Hairy Games… Or Rather Hair in Games

Posted: February 12, 2012 in INFR 2350
Tags: , , ,

With my anticipation of going out and purchasing the new release of Final Fantasy XII-2 when I have free time, it reminds me of a very important aspect of making a game look realistic. Hair. I’ve always associated with gorgeous pre-rendered cutscenes to the Final Fantasy series, even their feature length film Final Fantasy VII:  Advent Children. I’ve always wondered what it was that made the characters look so good, and of course, I realize now it is hair!

We have a lot of hair, how can we approach creating and rendering hair? Do we render every single strand of hair?

Yes and no, there are several different approaches to rendering hair. Theoretically you could render every single strand of hair, but that would be highly inefficient and would take a lot of processing power. But now with better technology, we are able to render better looking characters. I will be discussing briefly on one of many approaches to rendering hair, since I’m not an expert.

Pre-Rendered Scenes in Final Fantasy VII, notice the block hair.

Pre-rendered scene from Final Fantasy XIII-II, notice the actual hair that is rendered versus a block of hair.

So how do we get it to look all pretty and stuff?

The approach I will be discussing a slightly dated, but was found through an ATI presentation. This hair rendering technique uses a polygonal hair model. Then by applying shaders it creates a realistic looking hair model.

The shader used is a mix of Kajiya-Kay-hair shading model and Marschner’s model presented at SIGGRAPH 2003. The technique uses a simple approximate depth-sorting scheme as well, so this is a simple approach to rendering hair.

The reason for choosing a polygonal model over a line model for hair is because it has a lower geometric complexity which helps depth sorting faster.

What is the Kajiya-Kay Model?

It is a lighting model for anisotropic strands where the hair strands tangent is used instead of the normal in lighting equations. The hair normal is assumed to lay in a plane spanned by the tangent and view vector (V):

What is the Marschner Model?

It is the model for scattering properties of hair. It mainly discusses the primary specular highlight is towards hair tips, while secondary specular highlights are colored and shifted towards hair roots. “Sparkly” hair is the result of the secondary specular highlighting. The math for this model is very complex, so developers will often just try to match these properties visually.

Are there any textures for hair?

Yes, a common texture for hair is stretched out noise. Randomly generated noise in top to bottom line pattern.There is also alpha textures to show where the hair is opaque and translucent.
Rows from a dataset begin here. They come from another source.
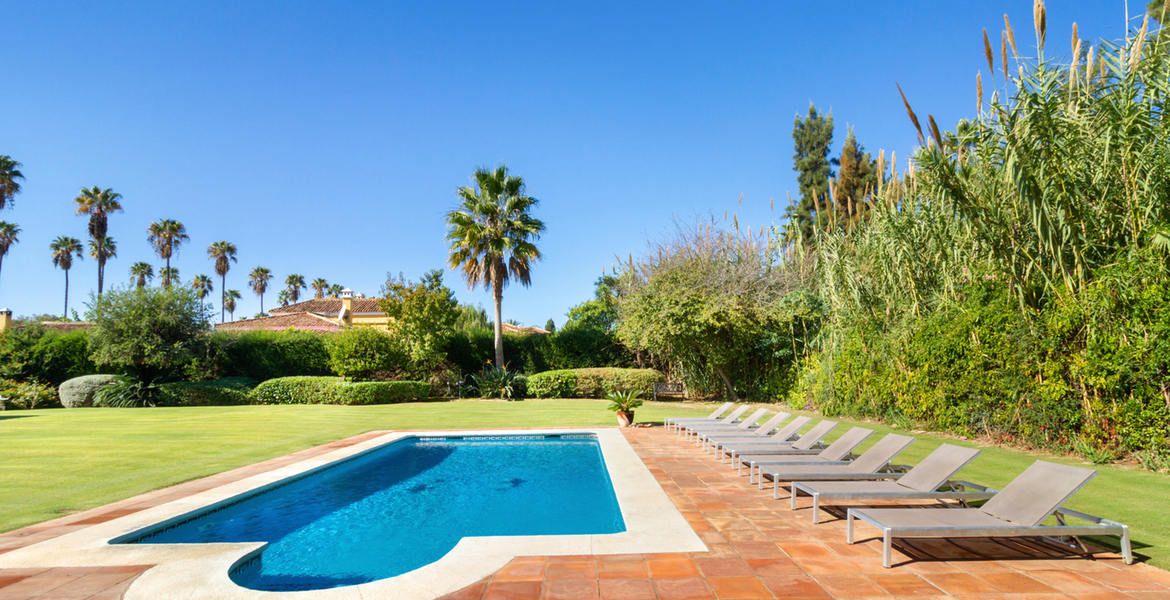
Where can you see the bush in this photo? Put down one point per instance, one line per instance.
(593, 383)
(334, 391)
(221, 392)
(28, 394)
(78, 392)
(357, 352)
Examples of the textures:

How do the shaders work for hair rendering?

There are both vertex and pixel shaders being used for hair rendering. The role of vertex shaders are to pass down tangent, normal, view vectors, light vectors, and ambient occlusion terms. While the pixel shader is responsible for diffuse lighting using the Kaijya-Kay model, two shifted specular highlights for the hair, and combining the terms.
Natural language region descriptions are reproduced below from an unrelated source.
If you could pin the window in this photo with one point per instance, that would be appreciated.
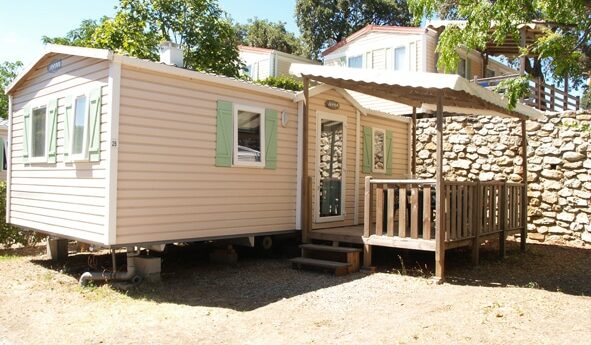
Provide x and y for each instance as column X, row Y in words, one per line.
column 462, row 68
column 79, row 142
column 38, row 132
column 355, row 61
column 379, row 139
column 400, row 63
column 249, row 136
What all this means is, an ambient occlusion, diffuse term, and specular term are all created by the shaders and combined into a final product:

Hair requires depth sorting:

Depth sorting is needed to draw the hair in back-to-front order to give the hair a look of depth/correct alpha blending. It uses a static index buffer that goes from the inside to outside order, maintaining the back-to-front order of drawing the hair. This lets the program load the patches of hair created and is drawn in order on screen. Not every hair is individually drawn.

What is the rendering pipeline/scheme?

There are 3 passes with this technique to create the final product.

Pass 1 deals with opaque parts of the hair.

Pass 2 deals with transparent back-facing parts

Pass 3 deals with transparent front-facing parts

This sounds pretty easy, why doesn’t everyone use this technique?

The reason is that this technique has cons some developers do not like. It also may not be complex enough to give a desired output. Pros of this technique are low geometric complexity so this allows the vertex engine to run faster (less load) and makes depth sorting faster when drawing hair back-to-front. This approach also allows applications to be run on lower-end hardware using simpler shaders or fixed-function pipelines.

Cons for this approach on the other hand are that this approach is assuming there is close to no animation for the hair model. Hair blowing in the wind or ponytails need to be dealt with separately. This approach is also not suitable for all hairstyles. It is more suited for simple, “flatter” hair styles. Not ones with hair sticking out in peculiar patterns like Cloud from Final Fantasy VII. Nothing too extreme now.

There are ways to optimize this technique for better performance, but I have no been able to grasp it all. But don’t think that this is the only approach to creating hair in 3D computer graphics. There are many new and improved techniques, as well as old and outdated ones. Whatever approach suites the needs for an application can be used.